И я рассказал ей о наших с Женькой происках.
– Надо же. Какие шпионские страсти из-за клочка глупой бумаги. И Женечка твой хорош, засланный казачок! И почему тебя так интересует моя книга? Из-за того, о ком она?
– Нет, нет, конечно нет.
– Я читала твой роман. Я пишу по-другому и, можно сказать, о другом. И, разумеется, намного хуже.
– Да нет. Меня это абсолютно не волнует. Наоборот, я хотел бы помочь. Ты много громоздишь и делаешь порой смешные ляпы, но это лечится...
– По-моему это национальная черта – громоздить. Такая, знаешь, сугубо украинская страсть к эпитетам.
– Это не национальная черта, это продукт невротического состояния. Впрочем, невротическое состояние – тоже национальная черта.
– А я продукт этого продукта. Да и какая теперь разница. Мне все равно. Я эту книгу дописала. С ней покончено. Я смотреть на нее больше не могу. Она ужасна.
– Погоди. Дописала? Ты показывала ее кому-нибудь?
– Только Бипу. Это ведь просто так, забава для графоманов. Бип тоже так считает. Никто не издает такие бредни.
– Вовсе не бредни. Да, неумелые и слегка аляповатые, но попробовать стоит. Хочешь, я тебе помогу?
– А сам ты больше не пишешь?
– Нет, не пишу.
– Почему?
– По принципу сродной деятельности. В мире высокой литературы я оказался лишним.
Посмотрела на меня с сомнением:
– Не пойму, зачем тебе все это. На доброго самаритянина ты похож меньше всего.
– Спасибо на добром слове. Но я действительно хочу помочь.
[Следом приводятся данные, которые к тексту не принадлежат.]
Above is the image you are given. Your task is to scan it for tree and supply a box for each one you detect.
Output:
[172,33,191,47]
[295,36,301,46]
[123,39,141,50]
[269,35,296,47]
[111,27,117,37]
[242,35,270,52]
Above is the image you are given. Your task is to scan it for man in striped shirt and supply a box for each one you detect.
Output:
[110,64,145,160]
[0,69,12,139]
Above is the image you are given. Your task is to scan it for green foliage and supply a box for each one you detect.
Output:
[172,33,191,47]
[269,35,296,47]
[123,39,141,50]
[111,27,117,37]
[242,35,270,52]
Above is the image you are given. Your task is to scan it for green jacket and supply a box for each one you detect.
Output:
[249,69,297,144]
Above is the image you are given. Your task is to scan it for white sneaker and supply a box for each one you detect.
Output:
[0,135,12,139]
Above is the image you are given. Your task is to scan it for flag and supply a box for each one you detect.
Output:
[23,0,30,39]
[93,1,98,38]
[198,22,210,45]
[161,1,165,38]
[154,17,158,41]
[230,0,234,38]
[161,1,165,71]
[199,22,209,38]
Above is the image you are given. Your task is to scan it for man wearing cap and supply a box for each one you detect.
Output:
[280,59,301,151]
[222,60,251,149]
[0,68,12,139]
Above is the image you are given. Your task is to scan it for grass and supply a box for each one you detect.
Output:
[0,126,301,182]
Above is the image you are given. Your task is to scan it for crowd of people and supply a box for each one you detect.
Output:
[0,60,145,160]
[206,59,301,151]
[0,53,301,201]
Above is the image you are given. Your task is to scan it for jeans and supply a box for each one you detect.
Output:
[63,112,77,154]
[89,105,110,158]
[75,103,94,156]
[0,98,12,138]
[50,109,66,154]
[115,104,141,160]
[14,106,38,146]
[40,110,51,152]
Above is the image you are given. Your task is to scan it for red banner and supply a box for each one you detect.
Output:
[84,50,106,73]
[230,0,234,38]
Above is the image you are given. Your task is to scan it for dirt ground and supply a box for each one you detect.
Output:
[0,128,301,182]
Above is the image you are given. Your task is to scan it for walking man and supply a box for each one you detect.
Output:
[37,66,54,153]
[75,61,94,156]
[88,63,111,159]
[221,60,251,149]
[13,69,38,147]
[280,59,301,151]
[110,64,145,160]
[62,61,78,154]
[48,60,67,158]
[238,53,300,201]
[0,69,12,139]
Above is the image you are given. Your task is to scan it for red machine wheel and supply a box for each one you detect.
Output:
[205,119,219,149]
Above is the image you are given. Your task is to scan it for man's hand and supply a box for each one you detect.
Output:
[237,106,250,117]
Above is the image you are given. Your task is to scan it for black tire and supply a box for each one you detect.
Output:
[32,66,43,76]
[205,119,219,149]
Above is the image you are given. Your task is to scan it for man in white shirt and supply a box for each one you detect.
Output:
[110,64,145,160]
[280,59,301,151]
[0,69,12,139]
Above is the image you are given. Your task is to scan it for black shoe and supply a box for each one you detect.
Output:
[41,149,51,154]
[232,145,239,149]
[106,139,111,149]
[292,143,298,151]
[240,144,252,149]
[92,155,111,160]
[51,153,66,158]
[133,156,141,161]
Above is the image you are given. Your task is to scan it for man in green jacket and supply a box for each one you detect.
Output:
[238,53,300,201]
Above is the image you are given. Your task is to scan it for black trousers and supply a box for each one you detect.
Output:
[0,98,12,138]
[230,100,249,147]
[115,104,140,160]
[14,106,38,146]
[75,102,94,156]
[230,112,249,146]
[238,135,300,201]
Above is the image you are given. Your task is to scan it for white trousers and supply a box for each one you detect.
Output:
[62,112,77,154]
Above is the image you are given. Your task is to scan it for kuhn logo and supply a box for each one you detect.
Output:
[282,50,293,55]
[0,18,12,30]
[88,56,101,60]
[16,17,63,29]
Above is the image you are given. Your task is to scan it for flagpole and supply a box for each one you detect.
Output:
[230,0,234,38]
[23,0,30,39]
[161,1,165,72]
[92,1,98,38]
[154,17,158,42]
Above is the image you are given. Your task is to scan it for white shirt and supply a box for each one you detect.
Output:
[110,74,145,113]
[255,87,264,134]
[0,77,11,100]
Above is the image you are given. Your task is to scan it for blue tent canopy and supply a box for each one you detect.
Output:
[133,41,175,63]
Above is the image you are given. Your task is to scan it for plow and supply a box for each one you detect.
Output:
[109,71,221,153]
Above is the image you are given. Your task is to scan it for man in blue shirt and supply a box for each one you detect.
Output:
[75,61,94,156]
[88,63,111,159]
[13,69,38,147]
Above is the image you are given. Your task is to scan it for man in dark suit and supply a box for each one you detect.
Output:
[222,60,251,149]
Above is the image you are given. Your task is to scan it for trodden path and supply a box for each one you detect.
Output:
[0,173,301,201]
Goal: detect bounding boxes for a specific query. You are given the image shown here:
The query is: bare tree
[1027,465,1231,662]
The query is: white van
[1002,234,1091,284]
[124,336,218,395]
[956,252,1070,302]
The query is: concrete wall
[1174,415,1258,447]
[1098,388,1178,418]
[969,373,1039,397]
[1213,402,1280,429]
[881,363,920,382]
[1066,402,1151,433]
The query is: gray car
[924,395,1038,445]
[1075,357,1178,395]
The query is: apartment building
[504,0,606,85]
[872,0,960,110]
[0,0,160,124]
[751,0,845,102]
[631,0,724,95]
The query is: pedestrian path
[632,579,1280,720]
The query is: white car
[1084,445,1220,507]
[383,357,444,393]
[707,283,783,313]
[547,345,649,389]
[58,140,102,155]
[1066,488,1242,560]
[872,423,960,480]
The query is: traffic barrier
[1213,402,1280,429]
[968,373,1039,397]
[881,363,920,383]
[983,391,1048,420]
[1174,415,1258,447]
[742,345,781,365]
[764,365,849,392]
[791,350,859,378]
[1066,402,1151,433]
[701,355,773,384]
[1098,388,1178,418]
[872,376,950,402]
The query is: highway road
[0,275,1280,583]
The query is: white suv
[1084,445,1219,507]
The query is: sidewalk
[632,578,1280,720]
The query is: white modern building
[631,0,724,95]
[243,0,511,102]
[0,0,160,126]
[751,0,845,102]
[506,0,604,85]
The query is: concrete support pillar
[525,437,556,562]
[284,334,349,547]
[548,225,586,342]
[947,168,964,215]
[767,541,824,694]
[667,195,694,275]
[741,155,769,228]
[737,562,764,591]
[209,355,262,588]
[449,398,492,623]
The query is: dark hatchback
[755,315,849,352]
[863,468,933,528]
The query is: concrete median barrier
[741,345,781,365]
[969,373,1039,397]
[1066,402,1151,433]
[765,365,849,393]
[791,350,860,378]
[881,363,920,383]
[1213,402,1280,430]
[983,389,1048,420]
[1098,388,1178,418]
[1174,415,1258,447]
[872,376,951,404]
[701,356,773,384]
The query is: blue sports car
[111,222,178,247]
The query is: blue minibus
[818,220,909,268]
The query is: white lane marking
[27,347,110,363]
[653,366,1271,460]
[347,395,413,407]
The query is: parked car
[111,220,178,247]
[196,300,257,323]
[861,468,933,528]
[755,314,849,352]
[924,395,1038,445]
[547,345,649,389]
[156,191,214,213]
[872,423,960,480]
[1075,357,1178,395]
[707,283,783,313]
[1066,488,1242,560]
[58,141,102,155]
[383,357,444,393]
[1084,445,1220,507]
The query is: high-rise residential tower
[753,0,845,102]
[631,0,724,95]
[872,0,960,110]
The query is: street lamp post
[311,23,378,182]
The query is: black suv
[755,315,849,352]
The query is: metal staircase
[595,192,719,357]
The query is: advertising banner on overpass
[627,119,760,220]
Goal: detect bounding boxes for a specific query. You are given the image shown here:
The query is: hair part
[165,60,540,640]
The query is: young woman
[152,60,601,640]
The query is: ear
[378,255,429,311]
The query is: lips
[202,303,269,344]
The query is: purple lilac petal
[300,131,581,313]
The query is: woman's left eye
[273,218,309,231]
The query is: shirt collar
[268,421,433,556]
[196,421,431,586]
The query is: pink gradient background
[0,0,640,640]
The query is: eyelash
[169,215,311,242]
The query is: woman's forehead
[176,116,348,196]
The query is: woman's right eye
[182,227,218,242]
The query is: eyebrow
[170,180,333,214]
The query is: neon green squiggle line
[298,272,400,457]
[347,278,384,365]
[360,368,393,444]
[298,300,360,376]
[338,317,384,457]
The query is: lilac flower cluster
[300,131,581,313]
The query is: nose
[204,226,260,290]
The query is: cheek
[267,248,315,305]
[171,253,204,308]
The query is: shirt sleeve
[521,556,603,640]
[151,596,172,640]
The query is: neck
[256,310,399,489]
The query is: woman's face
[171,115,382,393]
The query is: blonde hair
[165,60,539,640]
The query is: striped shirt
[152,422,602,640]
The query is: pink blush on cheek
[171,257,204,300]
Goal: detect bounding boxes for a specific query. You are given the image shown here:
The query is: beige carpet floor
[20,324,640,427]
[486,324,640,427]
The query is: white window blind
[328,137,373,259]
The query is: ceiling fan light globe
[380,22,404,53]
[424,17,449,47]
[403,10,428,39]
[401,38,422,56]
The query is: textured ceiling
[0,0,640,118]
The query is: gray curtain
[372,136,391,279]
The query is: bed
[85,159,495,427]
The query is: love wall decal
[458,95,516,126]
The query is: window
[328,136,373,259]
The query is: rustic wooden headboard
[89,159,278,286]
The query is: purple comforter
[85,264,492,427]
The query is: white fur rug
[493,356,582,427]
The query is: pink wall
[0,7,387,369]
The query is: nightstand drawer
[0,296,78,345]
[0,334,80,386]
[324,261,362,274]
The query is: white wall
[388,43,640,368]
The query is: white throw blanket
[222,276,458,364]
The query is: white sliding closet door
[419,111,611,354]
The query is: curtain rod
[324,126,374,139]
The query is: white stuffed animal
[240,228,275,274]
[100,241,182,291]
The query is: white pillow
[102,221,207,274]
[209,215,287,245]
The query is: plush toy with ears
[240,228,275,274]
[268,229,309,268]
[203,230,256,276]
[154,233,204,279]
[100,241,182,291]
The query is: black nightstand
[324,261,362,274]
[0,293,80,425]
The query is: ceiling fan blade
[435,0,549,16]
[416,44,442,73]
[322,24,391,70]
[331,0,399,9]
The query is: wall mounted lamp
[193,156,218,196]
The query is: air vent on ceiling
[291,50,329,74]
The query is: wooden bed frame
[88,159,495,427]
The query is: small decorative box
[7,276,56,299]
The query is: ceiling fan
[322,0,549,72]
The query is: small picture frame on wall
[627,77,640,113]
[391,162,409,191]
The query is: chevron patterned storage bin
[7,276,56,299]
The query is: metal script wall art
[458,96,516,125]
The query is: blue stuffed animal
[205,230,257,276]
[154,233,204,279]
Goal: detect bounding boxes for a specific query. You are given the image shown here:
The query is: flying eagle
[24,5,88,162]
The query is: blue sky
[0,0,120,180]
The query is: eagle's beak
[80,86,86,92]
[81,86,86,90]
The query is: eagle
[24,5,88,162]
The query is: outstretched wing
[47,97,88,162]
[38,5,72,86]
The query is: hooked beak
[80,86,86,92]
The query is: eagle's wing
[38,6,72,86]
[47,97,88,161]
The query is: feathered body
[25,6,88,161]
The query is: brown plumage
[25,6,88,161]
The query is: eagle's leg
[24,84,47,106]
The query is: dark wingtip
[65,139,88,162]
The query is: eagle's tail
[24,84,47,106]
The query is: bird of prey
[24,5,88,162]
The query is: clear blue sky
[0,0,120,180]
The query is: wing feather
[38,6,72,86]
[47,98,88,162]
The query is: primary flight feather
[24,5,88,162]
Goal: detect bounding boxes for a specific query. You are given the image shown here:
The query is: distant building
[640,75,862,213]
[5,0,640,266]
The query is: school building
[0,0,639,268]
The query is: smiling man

– Это бессмысленно. К тому же, я уезжаю.
– Уезжаешь? Куда? – вскинулся я.
– Еще не знаю, но как можно дальше отсюда. У меня очень болит голова.
– Голова?
– Ну да. У меня адские головные боли.
– И давно?
– Мне иногда кажется – всю жизнь. Когда у меня вот так раскалывается голова, я ни на что не годна. У меня все из рук валится, я не могу ни есть, ни спать, ни думать, ни смотреть на небо, ни стоять на месте, ни сидеть, даже идти не могу – только бежать, не разбирая дороги, не останавливаясь...
– И куда же ты побежишь на этот раз?
– К морю.
– С ума с тобой сойти можно! Ну что ты там будешь делать, у моря?
– Научусь рисовать. Я давно мечтала... Потом, может, устроюсь посудомойкой, ну, или прачкой, или что там у них еще бывает, на какое-нибудь суденышко. Хочу поплавать по морям-океанам. Ну и, конечно, буду писать.